I don't know what part of the world you're in as you do not say, so can only offer guidance based on my knowledge of UK employment law. As it stands I highly doubt this would be accepted by your employer, unless you're a genius in your field! However, I think what you're after is known as a Sabbatical
What is a sabbatical?
A sabbatical is a more formal system. A ‘sabbatical policy’ may exist within a company, whereby employees are able to take an agreed amount of time off. The usual job ‘perks’, such as being paid and your pension contributions, may be suspended for the duration of the sabbatical period. However, employees have the security of returning to their job. The period of time allowed depends on the company and may only be accessible to employees at a certain level in the organisation such as senior managers or full-time staff. This is the option for those who may be planning to return to the same job or field of work. It can be a useful way to take time out from your job to reassess where your career is heading and how you would like it to progress when you return.

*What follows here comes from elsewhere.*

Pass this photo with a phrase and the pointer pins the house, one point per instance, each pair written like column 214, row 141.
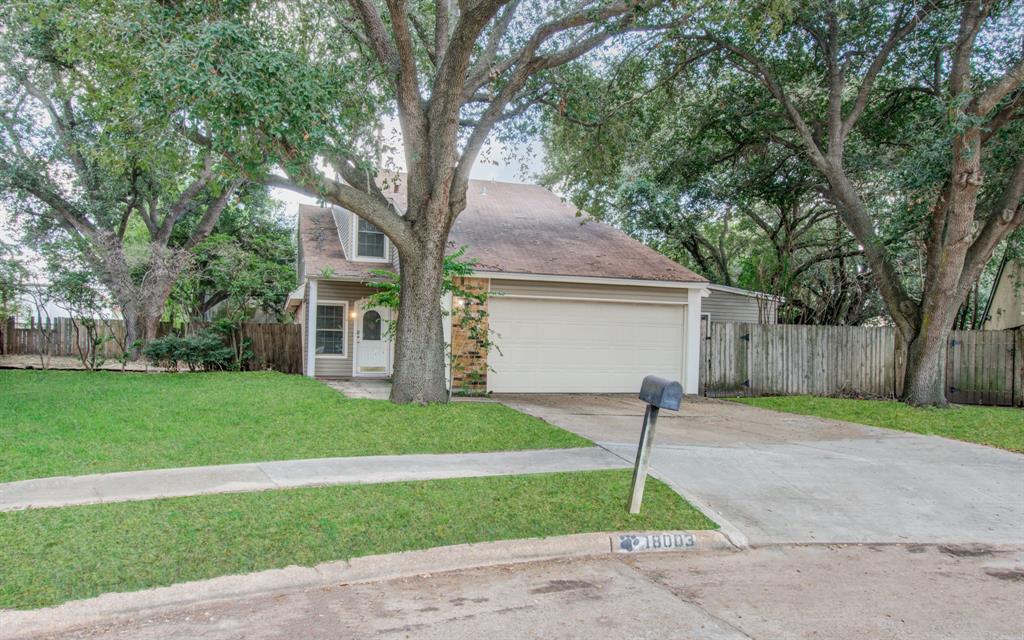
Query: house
column 574, row 305
column 730, row 304
column 1006, row 302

Read more: http://www.careershifters.org/expert-advice/career-break-or-sabbatical-how-to-decide-what-is-right-for-you#ixzz3aVIjgvCJ
You should note that some employers may not have any such system in place, and even if they did... Whether or not it could be used to then work for another company is highly debatable.
In the UK most companies/employers have a claus in their employee contracts which denotes a
Conflict of Interest - Which basically means, you can't work for any other company who may be in the same line of business or a competitor, in your line of work. This is mainly so you don't / won't take customers/contacts etc etc. You may of course argue that "I would never do such a thing!" But that's hardly legally binding.
On the flip-side of this, you can but ask. If you're set for a change, then the most they can say is "No", at which point you may want to weigh up your options. It's always quite worrying leaving employment for something else, but you may have no choice but to just risk it. Your situation is very much a case of you wanting best of both worlds, which isn't always possible.
Food for thought: The grass may be greener on the other side, but it'll be just as hard to mow.